I got so much feedback from yesterday's post. A few heartfelt phone calls, some kind emails and really thoughtful, nice comments. Thank you. Solidarity is so comforting. And empowering. I'll try to remember this solidarity as get on my hands and knees to remove dried banana paste from the kitchen floor each night. Or every other night. Or once a week. Or maybe I'll just ask Rory to do it.

I think I've written this story before, but I think of it often. Especially when we're on the topic of honesty in motherhood.

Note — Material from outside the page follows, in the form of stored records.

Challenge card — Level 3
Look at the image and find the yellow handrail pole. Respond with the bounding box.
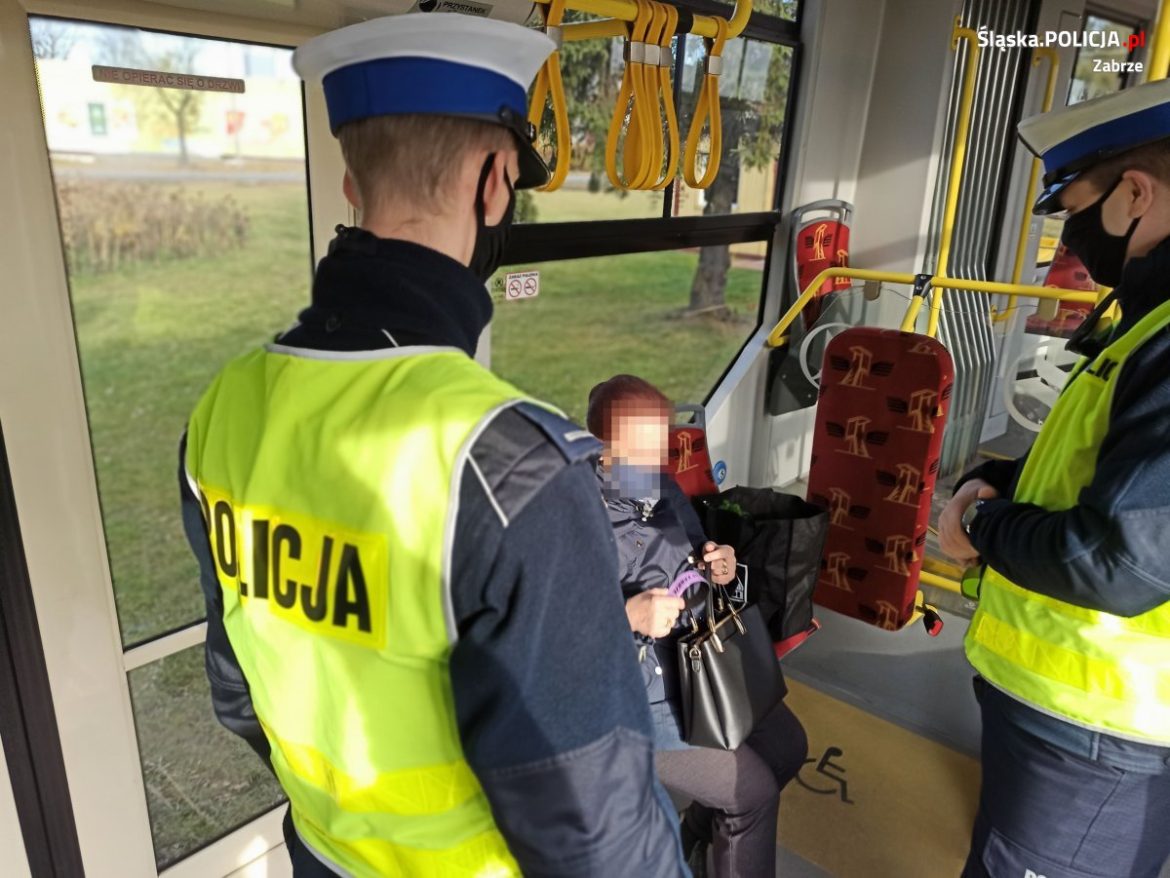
[994,47,1060,324]
[922,555,965,579]
[919,570,963,596]
[765,267,1098,349]
[562,18,626,41]
[928,20,981,339]
[1149,0,1170,82]
[900,295,928,332]
[550,0,753,42]
[932,277,1097,302]
[765,268,919,347]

I remember my grandma writing in an email once about a hard day in her own mothering. She was at her wits end, with all sorts of laundry to iron and things to do and couldn't see an end to any of it. There was a storm coming across the prairie with wind howling and moving violently through the trees. She said she walked out of the house alone and walked towards that storm and she screamed. She yelled and said everything she wanted to say.

She said she wanted to load the little kids into the car and head to the Black Hills.

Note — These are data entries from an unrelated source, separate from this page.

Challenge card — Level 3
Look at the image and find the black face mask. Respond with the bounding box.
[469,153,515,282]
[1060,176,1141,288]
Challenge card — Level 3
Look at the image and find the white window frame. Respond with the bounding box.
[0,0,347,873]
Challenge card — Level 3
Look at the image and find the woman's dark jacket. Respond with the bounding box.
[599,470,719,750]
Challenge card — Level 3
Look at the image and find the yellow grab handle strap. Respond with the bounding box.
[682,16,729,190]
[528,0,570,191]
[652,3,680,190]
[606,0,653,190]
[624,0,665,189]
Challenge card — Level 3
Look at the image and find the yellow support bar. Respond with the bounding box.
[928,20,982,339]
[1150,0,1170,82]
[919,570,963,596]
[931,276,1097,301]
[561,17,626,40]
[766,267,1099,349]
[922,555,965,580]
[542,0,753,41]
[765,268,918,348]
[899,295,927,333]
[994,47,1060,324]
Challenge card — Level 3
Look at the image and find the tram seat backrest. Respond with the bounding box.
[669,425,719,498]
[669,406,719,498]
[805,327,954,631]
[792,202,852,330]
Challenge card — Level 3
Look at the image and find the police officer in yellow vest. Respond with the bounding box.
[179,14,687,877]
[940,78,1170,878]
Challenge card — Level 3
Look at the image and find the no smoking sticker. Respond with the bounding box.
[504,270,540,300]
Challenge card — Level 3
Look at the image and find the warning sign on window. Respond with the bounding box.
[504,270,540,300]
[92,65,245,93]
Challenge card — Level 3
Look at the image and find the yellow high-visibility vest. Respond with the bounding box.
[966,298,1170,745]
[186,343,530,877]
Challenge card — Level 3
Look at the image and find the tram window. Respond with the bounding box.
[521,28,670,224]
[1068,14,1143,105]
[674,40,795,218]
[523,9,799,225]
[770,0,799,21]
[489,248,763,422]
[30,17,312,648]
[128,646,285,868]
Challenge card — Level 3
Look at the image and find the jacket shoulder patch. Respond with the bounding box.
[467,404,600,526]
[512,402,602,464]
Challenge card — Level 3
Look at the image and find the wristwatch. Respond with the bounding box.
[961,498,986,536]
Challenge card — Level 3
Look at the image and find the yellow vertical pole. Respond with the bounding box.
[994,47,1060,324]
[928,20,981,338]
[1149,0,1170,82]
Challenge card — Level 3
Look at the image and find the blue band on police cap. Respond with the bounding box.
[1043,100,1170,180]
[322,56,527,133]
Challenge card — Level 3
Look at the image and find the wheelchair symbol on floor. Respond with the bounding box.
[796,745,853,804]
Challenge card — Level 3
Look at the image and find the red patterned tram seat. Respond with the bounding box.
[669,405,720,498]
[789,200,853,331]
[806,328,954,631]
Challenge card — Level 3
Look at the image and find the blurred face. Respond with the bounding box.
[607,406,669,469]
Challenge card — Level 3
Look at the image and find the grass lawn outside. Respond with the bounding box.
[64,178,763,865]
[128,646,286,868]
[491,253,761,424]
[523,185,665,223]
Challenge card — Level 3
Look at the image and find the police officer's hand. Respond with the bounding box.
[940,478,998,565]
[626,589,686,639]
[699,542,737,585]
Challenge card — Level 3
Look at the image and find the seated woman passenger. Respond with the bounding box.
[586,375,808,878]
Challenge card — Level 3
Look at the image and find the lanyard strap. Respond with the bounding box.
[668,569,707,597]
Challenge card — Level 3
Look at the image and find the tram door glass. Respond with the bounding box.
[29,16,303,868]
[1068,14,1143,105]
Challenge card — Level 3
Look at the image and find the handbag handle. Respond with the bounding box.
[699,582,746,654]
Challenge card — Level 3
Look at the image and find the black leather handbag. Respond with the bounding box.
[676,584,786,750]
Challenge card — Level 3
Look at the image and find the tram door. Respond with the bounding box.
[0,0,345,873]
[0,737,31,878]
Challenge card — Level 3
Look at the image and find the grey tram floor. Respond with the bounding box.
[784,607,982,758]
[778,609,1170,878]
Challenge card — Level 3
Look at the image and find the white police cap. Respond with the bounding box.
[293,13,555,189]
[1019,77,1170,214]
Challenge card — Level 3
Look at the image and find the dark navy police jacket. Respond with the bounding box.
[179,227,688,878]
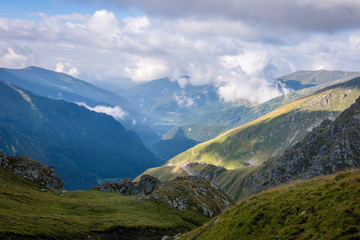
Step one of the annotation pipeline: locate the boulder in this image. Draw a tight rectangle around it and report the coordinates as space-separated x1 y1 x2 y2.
134 175 161 195
90 175 161 195
90 178 137 194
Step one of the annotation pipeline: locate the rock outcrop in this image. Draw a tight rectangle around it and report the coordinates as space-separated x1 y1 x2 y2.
90 178 137 194
134 174 161 195
90 175 160 195
0 153 64 190
240 96 360 199
144 176 234 217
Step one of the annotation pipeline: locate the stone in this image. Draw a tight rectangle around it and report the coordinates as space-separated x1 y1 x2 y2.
134 175 160 195
90 179 137 194
0 153 64 190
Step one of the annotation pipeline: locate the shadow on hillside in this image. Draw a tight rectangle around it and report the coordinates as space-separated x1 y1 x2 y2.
150 128 200 162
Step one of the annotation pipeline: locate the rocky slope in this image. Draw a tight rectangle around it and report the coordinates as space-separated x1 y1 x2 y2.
91 175 161 195
92 174 234 217
238 95 360 200
0 152 63 190
144 176 234 217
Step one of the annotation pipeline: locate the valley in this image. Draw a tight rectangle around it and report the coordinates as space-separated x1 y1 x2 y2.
1 67 360 239
2 1 360 239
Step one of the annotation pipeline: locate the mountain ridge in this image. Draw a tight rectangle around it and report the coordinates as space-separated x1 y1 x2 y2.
0 81 159 189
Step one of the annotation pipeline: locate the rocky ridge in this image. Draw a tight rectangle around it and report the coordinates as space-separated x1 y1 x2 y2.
90 174 161 195
0 152 63 190
144 176 234 217
240 96 360 199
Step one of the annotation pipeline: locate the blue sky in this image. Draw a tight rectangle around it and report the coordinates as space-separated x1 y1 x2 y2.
1 0 360 103
0 0 141 19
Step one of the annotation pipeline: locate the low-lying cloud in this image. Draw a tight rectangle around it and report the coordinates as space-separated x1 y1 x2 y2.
55 62 80 77
76 102 128 121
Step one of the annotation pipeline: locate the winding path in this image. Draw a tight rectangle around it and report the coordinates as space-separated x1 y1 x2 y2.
180 163 194 176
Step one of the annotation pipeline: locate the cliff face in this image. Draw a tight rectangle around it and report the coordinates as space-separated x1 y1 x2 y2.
0 153 64 190
241 96 360 199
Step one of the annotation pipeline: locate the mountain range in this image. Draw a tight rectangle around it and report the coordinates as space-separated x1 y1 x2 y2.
1 66 360 239
142 76 360 201
0 81 159 189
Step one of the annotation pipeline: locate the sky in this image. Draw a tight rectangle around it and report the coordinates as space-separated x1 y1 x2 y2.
1 0 360 103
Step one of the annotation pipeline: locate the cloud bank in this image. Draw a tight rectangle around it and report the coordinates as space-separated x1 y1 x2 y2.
1 0 360 103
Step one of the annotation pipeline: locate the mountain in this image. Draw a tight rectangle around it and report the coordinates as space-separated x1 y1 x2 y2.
0 81 159 189
0 66 129 107
139 76 360 201
120 77 231 127
167 77 360 169
0 66 164 150
238 94 360 200
277 70 360 90
153 71 360 161
180 169 360 240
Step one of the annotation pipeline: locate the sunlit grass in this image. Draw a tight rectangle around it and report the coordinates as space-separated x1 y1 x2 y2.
181 169 360 240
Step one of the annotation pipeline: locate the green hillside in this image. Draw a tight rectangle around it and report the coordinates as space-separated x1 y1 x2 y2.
0 167 208 239
138 77 360 201
180 169 360 240
156 72 360 160
167 77 360 169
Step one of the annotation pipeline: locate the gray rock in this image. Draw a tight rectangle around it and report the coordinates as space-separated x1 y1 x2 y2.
144 176 234 217
90 178 137 194
134 175 160 195
90 175 161 196
239 96 360 200
0 153 64 190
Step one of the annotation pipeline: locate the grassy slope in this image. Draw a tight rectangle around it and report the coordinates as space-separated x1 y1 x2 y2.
162 72 360 144
0 167 208 239
138 77 360 201
181 170 360 240
167 78 360 169
133 165 187 182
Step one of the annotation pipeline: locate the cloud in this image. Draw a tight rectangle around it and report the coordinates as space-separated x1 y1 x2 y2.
55 62 80 77
76 102 129 120
84 0 360 32
1 8 360 103
174 92 195 108
215 51 288 103
124 56 169 81
0 44 36 68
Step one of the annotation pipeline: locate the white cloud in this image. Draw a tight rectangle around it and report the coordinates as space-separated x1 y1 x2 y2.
76 102 128 120
0 8 360 103
0 46 36 68
350 31 360 51
55 62 80 77
124 57 169 81
174 92 195 108
215 51 286 103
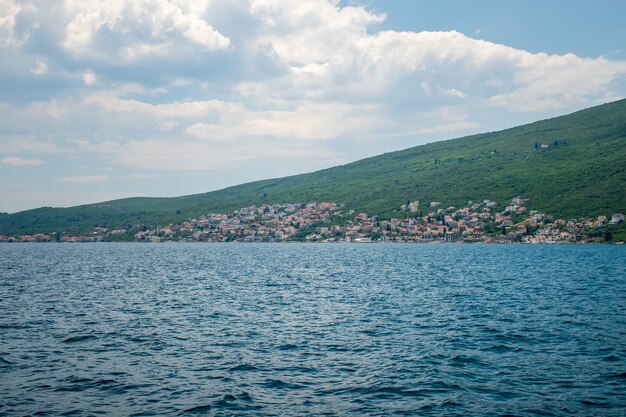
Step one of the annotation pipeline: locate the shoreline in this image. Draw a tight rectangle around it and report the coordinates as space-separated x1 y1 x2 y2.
1 240 623 245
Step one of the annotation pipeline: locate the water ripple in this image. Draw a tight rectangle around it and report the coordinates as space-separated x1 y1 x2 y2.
1 243 625 416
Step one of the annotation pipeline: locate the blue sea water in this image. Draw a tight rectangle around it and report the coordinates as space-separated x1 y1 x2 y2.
0 243 625 416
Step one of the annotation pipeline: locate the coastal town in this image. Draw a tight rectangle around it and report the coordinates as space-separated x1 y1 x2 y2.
2 198 623 244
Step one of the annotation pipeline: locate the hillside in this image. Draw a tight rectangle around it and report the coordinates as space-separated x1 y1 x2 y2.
1 99 625 236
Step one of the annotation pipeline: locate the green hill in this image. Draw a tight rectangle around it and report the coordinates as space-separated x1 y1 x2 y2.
1 99 625 236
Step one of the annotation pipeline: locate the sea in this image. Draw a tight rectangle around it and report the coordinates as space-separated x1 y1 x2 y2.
1 243 625 416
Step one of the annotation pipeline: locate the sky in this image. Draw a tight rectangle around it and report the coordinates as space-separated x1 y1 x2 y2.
1 0 625 213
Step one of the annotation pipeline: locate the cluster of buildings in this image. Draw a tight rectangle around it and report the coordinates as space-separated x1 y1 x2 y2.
134 202 339 243
2 198 622 244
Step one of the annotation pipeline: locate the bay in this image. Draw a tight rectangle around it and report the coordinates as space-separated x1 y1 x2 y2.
1 243 625 416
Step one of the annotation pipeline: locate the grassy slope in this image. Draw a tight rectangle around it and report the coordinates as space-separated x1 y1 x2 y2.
1 99 625 235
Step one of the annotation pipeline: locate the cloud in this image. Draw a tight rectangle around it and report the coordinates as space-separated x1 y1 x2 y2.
31 57 47 75
239 24 626 111
185 102 388 141
62 0 231 60
415 121 481 135
82 71 96 85
56 175 108 183
109 140 240 170
4 1 625 115
116 173 163 180
0 0 625 211
442 88 466 98
0 190 143 213
0 0 26 47
1 156 44 166
28 100 67 119
83 93 241 120
80 138 339 171
0 136 64 153
489 53 626 111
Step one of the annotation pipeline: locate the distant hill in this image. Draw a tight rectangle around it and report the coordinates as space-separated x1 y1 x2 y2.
1 99 625 236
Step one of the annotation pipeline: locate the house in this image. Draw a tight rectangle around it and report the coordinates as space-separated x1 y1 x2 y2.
512 197 530 206
611 213 624 223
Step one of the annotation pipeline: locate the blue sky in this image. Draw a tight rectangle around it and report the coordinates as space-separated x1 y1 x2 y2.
367 0 626 58
1 0 625 213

She didn't do it, but I remember talking to my cousins at length about how helpful that story was for all of us mothers. Because grandma was remarkable in every single way. She set the bar so high for mothering and home making and church involvement and service to the community. But somehow this story helped put a bit more human into the wondrous woman that was our grandma.

I assume she went back into the house, ironed the clothes and got the kids to bed. And then she went to bed herself and likely prayed for the strength and grace to do it all over again. And I'm glad she did. She has seven remarkable kids as her reward. And her kids raised remarkable kids. And that family really rocked it in the 80's.